Monomer and linkage type of galacto-oligosaccharides affect their resistance to ileal digestion and prebiotic properties in rats.

A detailed study was performed to compare the in vivo ileal digestibility and modulatory effects in fecal microbiota of novel galacto-oligosaccharides (GOS) derived from lactulose [GOS-Lu; degree of polymerization (DP) ≥2, 14.0% trisaccharides] and commercial GOS derived from lactose (GOS-La; DP ≥3, 35.1% trisaccharides) in growing rats (5 wk old). Rats were fed either a control diet or diets containing 1% (wt:wt) of GOS-Lu or GOS-La for 14 d. Quantitative analysis of carbohydrates from dietary and ileal samples demonstrated that the trisaccharide fraction of GOS-Lu was significantly more resistant to gut digestion than that from GOS-La, as indicated by their ileal digestibility rates of 12.5 ± 2.6% and 52.9 ± 2.7%, respectively, whereas the disaccharide fraction of GOS-Lu was fully resistant to the extreme environment of the upper digestive tract.

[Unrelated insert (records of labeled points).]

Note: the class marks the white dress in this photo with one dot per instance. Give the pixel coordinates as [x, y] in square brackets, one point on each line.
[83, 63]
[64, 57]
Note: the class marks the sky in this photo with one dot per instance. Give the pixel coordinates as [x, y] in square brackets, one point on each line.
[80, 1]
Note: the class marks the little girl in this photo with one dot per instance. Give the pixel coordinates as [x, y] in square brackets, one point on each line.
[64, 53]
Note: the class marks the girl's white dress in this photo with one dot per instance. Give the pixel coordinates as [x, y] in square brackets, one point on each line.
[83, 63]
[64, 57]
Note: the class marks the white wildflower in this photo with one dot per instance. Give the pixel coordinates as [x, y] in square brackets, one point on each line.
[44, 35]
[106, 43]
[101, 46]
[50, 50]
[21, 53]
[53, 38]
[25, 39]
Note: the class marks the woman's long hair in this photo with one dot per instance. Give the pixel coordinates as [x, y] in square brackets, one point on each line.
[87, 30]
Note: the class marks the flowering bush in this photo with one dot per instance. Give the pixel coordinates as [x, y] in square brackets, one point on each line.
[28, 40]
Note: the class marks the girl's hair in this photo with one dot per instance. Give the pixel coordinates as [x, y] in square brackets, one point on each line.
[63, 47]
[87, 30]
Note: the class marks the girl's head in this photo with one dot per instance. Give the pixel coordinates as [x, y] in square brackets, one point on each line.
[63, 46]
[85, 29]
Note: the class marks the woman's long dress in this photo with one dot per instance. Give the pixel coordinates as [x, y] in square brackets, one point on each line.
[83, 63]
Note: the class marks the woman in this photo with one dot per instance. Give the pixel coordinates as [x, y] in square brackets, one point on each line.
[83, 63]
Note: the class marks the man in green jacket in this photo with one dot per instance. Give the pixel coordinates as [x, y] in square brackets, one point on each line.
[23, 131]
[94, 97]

The low ileal digestibility of GOS-Lu was due to the great resistance of galactosyl-fructoses to mammalian digestive enzymes, highlighting the key role played by the monomer type and linkage involved in the oligosaccharide chain. The partial digestion of GOS-La trisaccharides showed that glycosidic linkages (1→6) and (1→2) between galactose and glucose monomers were significantly more resistant to in vivo gastrointestinal digestion than the linkage (1→4) between galactose units. The absence of GOS-La and GOS-Lu digestion-resistant oligosaccharides in fecal samples indicated that they were readily fermented within the large intestine, enabling both types of GOS to have a potential prebiotic function. Indeed, compared with controls, the GOS-Lu group had significantly more bifidobacteria in fecal samples after 14 d of treatment. The number of Eubacterium rectale also was greater in the GOS-Lu and GOS-La groups than in controls. These novel data support a direct relationship between patterns of resistance to digestion and prebiotic properties of GOS.